25.9.08

leyleği havada görmek


kendimle çelişmekten yoruldum. kendi düşündüklerimi çürütmekten, olaylara/durumlara her yönden bakmaktan yoruldum. 2kişi yaşıyorum sanki aynı anda. sürekli birbirlerinin zıddını düşünen 2 kişi ama inat olsun diye değil.. kararsızlığımın en önemli sebebidir bu bence.

finlandiya işini hallettim gibi. bir aksilik çıkmazsa 29 ekim haftası gidiyorum.

dün yine uzun zamandır görüşmediğim bi adamla görüştüm, mutlu oldum, konuştuk, anlattık, sustuk rahatladık. bir dahaki buluşma kaç ay sonra kimbilir (=

yavrucaklar pek şirinler maşallah. kımıl kımıllar aynı anneleri gibi..

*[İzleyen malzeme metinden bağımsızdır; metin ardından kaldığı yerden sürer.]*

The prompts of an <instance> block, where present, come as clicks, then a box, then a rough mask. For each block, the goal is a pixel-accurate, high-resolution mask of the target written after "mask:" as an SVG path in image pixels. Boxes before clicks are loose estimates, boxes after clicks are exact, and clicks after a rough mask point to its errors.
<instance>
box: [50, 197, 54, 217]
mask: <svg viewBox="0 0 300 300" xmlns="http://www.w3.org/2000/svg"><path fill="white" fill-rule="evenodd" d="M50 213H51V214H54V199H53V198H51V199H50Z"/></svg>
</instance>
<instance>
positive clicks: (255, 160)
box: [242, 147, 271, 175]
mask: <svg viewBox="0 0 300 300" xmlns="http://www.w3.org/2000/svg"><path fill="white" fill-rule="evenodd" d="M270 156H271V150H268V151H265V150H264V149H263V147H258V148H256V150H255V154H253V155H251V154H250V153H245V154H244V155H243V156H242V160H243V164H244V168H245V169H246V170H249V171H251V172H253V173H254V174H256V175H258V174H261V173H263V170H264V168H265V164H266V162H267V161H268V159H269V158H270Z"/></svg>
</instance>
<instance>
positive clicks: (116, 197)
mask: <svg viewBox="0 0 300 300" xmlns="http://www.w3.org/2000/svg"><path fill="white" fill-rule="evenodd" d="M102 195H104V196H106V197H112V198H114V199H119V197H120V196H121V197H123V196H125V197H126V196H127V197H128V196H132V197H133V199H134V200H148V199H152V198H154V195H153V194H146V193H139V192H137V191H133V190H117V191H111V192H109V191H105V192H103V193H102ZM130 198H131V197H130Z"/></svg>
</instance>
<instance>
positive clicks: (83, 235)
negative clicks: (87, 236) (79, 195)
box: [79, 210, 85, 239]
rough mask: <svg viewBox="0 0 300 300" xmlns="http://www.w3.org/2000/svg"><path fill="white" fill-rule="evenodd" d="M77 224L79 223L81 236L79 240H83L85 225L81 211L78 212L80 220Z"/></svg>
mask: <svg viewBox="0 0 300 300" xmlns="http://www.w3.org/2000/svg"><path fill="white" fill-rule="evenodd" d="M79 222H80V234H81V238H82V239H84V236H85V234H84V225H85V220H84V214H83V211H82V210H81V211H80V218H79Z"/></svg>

bayram için yapılan plan dayımın rahatsızlığı nedeniyle yön değiştirdi. istikamet istanbul. hiç aklımda yokken(!) yani gidebilme umudum yokken yine yolum düştü istanbul'a. iyi oldu. akçay'ı tercih ederdim aslında. neyse..

evet önümüzdeki hafta istanbulda neler var neler yok bi araştırayım. neler yapabiliriz, nerelere gidebiliriz, kimleri dinleyebiliriz, neleri izleyebiliriz. hadi bakalım her türlü öneriye açığım. bana kalsa ben saatlerce moda'da oturup denizi izleyebilirim. aslında bir yolunu bulabilsemde kuzenle birkaç günlüğüne bozcada'ya kaçabilsek. ohh ne güzel olurdu..

ben leylek gördüm mü havada görürüm hep. yatıyosa hiç bakmam o tarafa. tesadüfen de hiç yatanına denk gelmedim. gelmekte istemem. sizde denk gelmeyin. gezin görün eğlenin inşallah. amin.

p.s:fotoğraflar evcilik oyunu filminden. gülşen bubikoğlunun o yıllarda giydiği tüm kıyafetlerin hastasıyım. evet bayılıyorum onlara. ayrıca o nasıl saçtır öyle! tarık akan'a bişey diyemiyorum bile. oof oof.